To map and to name is to claim dominion. Etched borders and boundaries can be simple annoyances, arbitrary facades, or conspicuous markers of domination. But a learned man once said: “If you wish to converse with me, define your terms.”
For me, the Cascadia bioregion’s southern extent envelopes far Northern California. Growing up in the lower San Joaquin Valley, the San Francisco Bay Area was deemed Northern California and all that lay above a nameless enigma. But perceptions are relative. With age, lands once distant grow nearer; in time, mysteries once opaque come clearer.
Thus, in 2005 I came into that true north country by way of U.S. Route 101. Trek 200 miles from the Bay Area and traverse the Humboldt County line. The highway meanders costive through old-growth redwoods impeding sunlight and crowding the paved artery—a verdant, primordial tunnel heralding arrival. Sail through the murk and the vapors, breach the artificial frontier, leave the piloted vessel in ashes, smoldering—no return permitted. Exit the cathedral and enter Cascadia.

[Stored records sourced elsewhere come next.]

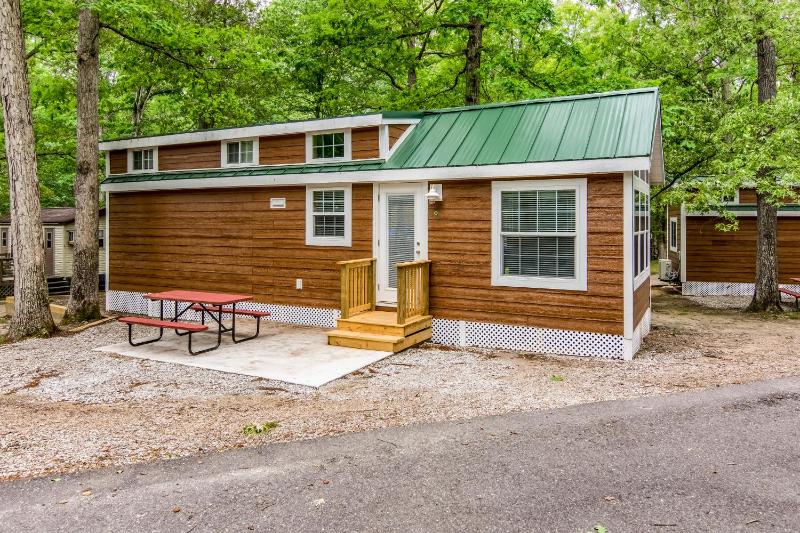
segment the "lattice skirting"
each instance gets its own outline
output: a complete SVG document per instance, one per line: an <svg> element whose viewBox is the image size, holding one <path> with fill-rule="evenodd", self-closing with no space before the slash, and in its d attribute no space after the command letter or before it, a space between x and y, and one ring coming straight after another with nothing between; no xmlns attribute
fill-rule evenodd
<svg viewBox="0 0 800 533"><path fill-rule="evenodd" d="M459 347L505 348L609 359L622 359L626 354L626 340L622 335L439 318L433 319L431 340Z"/></svg>
<svg viewBox="0 0 800 533"><path fill-rule="evenodd" d="M341 316L338 309L321 309L318 307L295 307L291 305L263 304L256 302L236 304L236 307L239 309L249 309L251 311L267 311L270 313L270 316L266 320L274 322L300 324L303 326L319 326L323 328L335 328L336 320ZM109 311L119 311L121 313L157 317L159 315L159 302L147 300L141 292L107 291L106 309ZM171 318L174 315L175 306L169 302L164 302L164 318ZM230 318L224 313L223 317ZM187 311L181 315L181 320L184 318L188 321L199 321L200 313Z"/></svg>
<svg viewBox="0 0 800 533"><path fill-rule="evenodd" d="M781 287L800 291L800 285ZM684 296L752 296L755 285L752 283L728 283L723 281L684 281L681 292ZM784 296L784 301L794 303L794 298Z"/></svg>
<svg viewBox="0 0 800 533"><path fill-rule="evenodd" d="M263 303L243 303L237 305L242 309L268 311L268 320L335 328L336 320L341 316L337 309L320 309L316 307L294 307ZM140 292L107 291L106 308L109 311L133 313L157 317L159 303L144 298ZM174 306L164 304L164 317L174 316ZM200 320L200 314L188 311L182 318ZM508 324L492 324L485 322L469 322L465 320L433 319L433 342L450 346L479 348L504 348L508 350L525 350L560 355L577 355L582 357L604 357L609 359L631 358L641 346L644 336L650 331L650 310L636 328L633 339L625 339L622 335L608 335L582 331L536 328L529 326L512 326Z"/></svg>

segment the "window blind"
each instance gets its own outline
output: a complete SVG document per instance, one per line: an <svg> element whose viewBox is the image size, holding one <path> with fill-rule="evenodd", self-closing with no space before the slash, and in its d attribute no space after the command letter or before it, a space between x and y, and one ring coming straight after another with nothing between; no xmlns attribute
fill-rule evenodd
<svg viewBox="0 0 800 533"><path fill-rule="evenodd" d="M344 190L314 191L315 237L344 237Z"/></svg>
<svg viewBox="0 0 800 533"><path fill-rule="evenodd" d="M574 189L503 191L503 275L575 277Z"/></svg>
<svg viewBox="0 0 800 533"><path fill-rule="evenodd" d="M386 249L389 287L397 288L397 263L414 260L414 195L389 194L386 197Z"/></svg>

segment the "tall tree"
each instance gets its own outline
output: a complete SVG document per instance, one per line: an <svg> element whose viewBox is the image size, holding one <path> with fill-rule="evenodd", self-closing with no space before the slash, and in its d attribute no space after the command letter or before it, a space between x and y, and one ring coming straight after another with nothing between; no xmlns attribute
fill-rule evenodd
<svg viewBox="0 0 800 533"><path fill-rule="evenodd" d="M778 56L775 43L769 35L760 35L756 41L758 58L758 104L773 100L778 95ZM771 187L756 187L756 279L750 311L781 310L778 292L778 204L772 192L777 179L774 170L762 167L757 172L757 182L769 180Z"/></svg>
<svg viewBox="0 0 800 533"><path fill-rule="evenodd" d="M48 335L55 324L47 299L36 144L19 0L0 1L0 97L14 256L14 317L8 336Z"/></svg>
<svg viewBox="0 0 800 533"><path fill-rule="evenodd" d="M78 15L77 155L75 173L75 251L69 303L63 323L100 317L98 301L98 80L100 21L91 5Z"/></svg>

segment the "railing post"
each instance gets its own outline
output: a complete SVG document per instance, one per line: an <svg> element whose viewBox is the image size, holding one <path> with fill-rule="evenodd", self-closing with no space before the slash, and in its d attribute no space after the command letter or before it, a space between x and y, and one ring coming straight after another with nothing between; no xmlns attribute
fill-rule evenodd
<svg viewBox="0 0 800 533"><path fill-rule="evenodd" d="M341 288L341 301L339 302L342 311L342 318L350 318L350 265L342 264L339 270L339 283Z"/></svg>
<svg viewBox="0 0 800 533"><path fill-rule="evenodd" d="M367 268L368 276L367 276L367 283L369 283L369 287L367 288L367 294L369 295L369 310L375 310L375 304L377 303L375 300L375 258L373 257L369 262L369 267Z"/></svg>

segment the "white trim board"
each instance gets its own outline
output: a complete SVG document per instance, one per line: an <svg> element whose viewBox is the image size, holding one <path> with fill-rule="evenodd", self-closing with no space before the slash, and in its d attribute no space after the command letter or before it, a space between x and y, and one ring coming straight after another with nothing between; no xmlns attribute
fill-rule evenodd
<svg viewBox="0 0 800 533"><path fill-rule="evenodd" d="M226 178L197 178L124 183L104 183L102 190L110 192L213 189L223 187L268 187L326 183L378 183L393 181L434 181L456 179L538 178L546 176L606 174L646 169L649 157L591 159L580 161L548 161L464 167L418 169L383 169L373 171L317 172L307 174L277 174L233 176Z"/></svg>
<svg viewBox="0 0 800 533"><path fill-rule="evenodd" d="M228 139L242 139L249 137L268 137L271 135L290 135L293 133L307 133L321 130L341 130L345 128L365 128L380 126L381 124L416 124L418 118L384 119L383 115L360 115L355 117L325 118L318 120L303 120L297 122L283 122L279 124L261 124L241 128L226 128L220 130L192 131L186 133L173 133L170 135L154 135L152 137L137 137L134 139L119 139L100 143L100 150L124 150L126 148L143 148L153 144L167 146L172 144L186 144L208 141L224 141Z"/></svg>

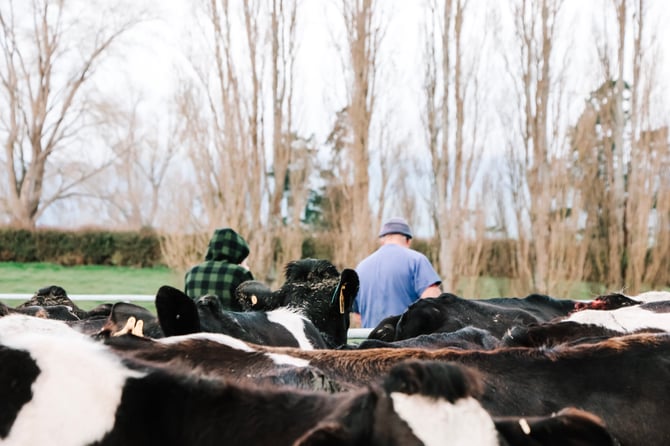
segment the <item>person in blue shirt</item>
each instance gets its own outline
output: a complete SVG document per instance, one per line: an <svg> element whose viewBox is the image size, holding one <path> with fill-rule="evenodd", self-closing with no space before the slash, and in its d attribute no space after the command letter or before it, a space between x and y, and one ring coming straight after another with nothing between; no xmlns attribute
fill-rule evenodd
<svg viewBox="0 0 670 446"><path fill-rule="evenodd" d="M412 230L393 217L379 231L381 246L356 267L360 287L352 325L374 328L382 319L402 314L420 298L442 294L442 280L428 258L410 248Z"/></svg>

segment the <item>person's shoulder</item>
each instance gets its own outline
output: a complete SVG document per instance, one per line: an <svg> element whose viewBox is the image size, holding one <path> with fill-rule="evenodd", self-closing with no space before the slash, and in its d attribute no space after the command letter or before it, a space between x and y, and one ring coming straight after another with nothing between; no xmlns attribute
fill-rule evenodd
<svg viewBox="0 0 670 446"><path fill-rule="evenodd" d="M429 260L428 260L428 256L425 255L424 253L422 253L421 251L417 251L416 249L408 249L407 251L409 251L409 253L410 253L410 255L412 256L412 258L414 258L414 259L416 259L416 260L426 260L426 261L429 261Z"/></svg>

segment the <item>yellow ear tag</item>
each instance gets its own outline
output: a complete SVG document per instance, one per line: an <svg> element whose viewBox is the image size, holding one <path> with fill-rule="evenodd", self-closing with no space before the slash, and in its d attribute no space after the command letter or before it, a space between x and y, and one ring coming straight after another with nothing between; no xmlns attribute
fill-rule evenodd
<svg viewBox="0 0 670 446"><path fill-rule="evenodd" d="M340 314L344 314L344 287L346 285L342 284L340 287Z"/></svg>

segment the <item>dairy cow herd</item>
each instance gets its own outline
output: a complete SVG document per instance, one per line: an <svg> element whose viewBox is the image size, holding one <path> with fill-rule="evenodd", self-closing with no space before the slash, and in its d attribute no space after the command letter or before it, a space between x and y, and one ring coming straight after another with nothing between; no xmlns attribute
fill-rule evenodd
<svg viewBox="0 0 670 446"><path fill-rule="evenodd" d="M303 259L242 312L169 286L156 313L0 305L0 444L670 444L668 292L444 293L348 344L357 290Z"/></svg>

Those born to the sea ponder the waves as routine just as those born to the desert wonder only mechanically of the sand. Likewise, those born to temperate rainforests perhaps yawn at poetic visions of drizzly fishing villages, moss-carpeted trails, and moody argent skies. But for those less fortunate, born to placeless suburbia, to tedious dirt lots, to monotonous weather, to alternating soy and corn fields, to concrete jungles and ticky-tacky domiciles, to insipid plastic ephemera, to brown-yellow hillsides, to the there that was never quite there; Cascadia is a revelation.
The mythical Tuatha Dé Danann people ventured the world’s northern islands before coming to Ireland holding exclusive wisdom, prophecy, and supernatural powers. Their ships sailed on clouds, sliced through the darkened brume, and finally docked at the emerald isle. Upon arrival they set their boats aflame, ceased their oceanic voyaging, and strode onto the shore peering only forward.
For manifest reasons and also for reasons difficult to articulate, entering Cascadia was a beginning. Breaking free of the bush, I had located the trail. Maybe you cannot go home again, but perhaps you can come home for the first time and discover that despite your origins you had been misplaced, wandering perennially in a foreign land.